Nope. Not good enough. Not only am I an in-law, I'm not a member of the widow's family and it's HER family that is now front and center. My father-in-law had FOUR children. Only his daughter now exists and that's only because she's his daughter in so many ways and bulls her way in whether she's invited or not. My Father-in-law had three sons and three grandsons and, although he was cremated, these people, at least to me, are the obvious "honorary" pallbearers. But, it appears, that honor is going to her brothers and nephews IF she deals with it at all.

My mother's funeral was amazing. Shortly after I had signed the papers at the cemetery I was phoned by a nun. I spent 12 years in Catholic school, I run from nuns every time I see one and for a few days after that. But I was raised to be polite so instead of screaming in terror, I listened. This was her ministry, helping the bereaved with funerals. And did she ever know her stuff. She got me the musician and helped coordinate the Mass. She asked me if my sons were altar boys, she was hoping they could serve their grandmother's Mass.
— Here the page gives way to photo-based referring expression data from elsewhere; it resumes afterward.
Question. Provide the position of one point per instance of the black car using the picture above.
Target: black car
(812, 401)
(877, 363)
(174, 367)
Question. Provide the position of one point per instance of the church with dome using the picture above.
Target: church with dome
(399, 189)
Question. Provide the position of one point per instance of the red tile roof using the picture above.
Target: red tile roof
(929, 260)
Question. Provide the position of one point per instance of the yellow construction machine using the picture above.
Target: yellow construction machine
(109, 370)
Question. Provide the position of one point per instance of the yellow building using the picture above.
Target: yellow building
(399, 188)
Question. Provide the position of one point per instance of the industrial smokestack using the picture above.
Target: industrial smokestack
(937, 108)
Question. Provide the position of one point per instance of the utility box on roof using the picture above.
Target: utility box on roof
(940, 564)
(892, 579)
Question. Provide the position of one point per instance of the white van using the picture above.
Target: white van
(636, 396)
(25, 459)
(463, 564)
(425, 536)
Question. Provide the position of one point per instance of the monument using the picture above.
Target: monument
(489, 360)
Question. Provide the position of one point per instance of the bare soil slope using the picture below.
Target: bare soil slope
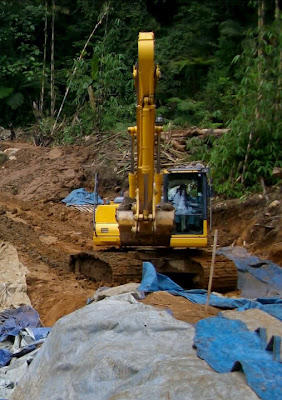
(46, 232)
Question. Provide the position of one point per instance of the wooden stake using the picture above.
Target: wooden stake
(211, 270)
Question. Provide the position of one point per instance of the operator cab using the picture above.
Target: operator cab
(186, 189)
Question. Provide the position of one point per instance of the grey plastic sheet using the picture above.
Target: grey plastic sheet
(119, 349)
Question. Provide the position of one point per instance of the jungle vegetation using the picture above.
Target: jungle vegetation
(66, 65)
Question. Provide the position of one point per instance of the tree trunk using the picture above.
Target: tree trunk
(52, 111)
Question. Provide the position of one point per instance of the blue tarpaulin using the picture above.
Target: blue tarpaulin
(256, 277)
(152, 281)
(14, 320)
(12, 323)
(228, 345)
(82, 197)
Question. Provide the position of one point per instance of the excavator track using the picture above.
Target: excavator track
(189, 268)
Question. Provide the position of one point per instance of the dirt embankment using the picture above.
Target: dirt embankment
(46, 232)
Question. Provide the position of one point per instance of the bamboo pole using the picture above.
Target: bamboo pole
(211, 270)
(52, 108)
(44, 60)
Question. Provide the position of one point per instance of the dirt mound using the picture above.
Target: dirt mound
(46, 232)
(254, 223)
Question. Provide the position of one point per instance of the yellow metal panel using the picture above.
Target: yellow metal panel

They weren't, so we set them up to present the Eucharistic gifts. My mother's niece did the readings. I served as the Eucharistic Minister and distributed the communion. She helped me with the pall. She had to explain it to me too, I'd never seen this particular Catholic rite performed, it's optional.

As they brought my mother's casket into the small church, they stopped in the center, the place where the side aisle and the center aisle meet. The floral spray was removed and taken up front and Sr. Michelle produced a woven linen tablecloth like thing, which was blessed by the priest...a family friend, btw. I covered the coffin with the cloth and placed the crucifix on top. The priest then led us up to the aisle to the altar...the priest followed by my mother followed by me while singer with the keyboard sang "Here I Am, Lord" which, I have to admit, struck me funny. Even I was aware of the theatrics at the time. HAD to have looked amazing.

My point in retelling this ancient history is that, had it not been for Sr. Michelle this probably wouldn't have happened. I'd watched my mother handle many a funeral, I knew what needed to be done but what the nun brought to the table once the i's were dotted and the t's crossed was invaluable. I took her advice was glad I did.

My MIL, however, as well as my sister-in-law, are very much the "no, we don't need YOUR help" types and, in a crises, they rise to the "out of my way" part of their personalities. It soothes people to be of help, they deny people that comfort.

I'm fond of quoting Charles Dickens' "A Christmas Carol." One of my favorite quotes is towards the end, as Scrooge and the ghost of Christmas Future listen in on a conversation being held by several men after Scrooge's death and upcoming funeral. "I'll go if a luncheon is provided" says one of them. That's pretty much how it's going right now. Maybe, that, in it's way, is just another way of interpreting the life goes on philosophy.

But, for my money (and I haven't very much) it's just more pretentious bullshit. And it hurts.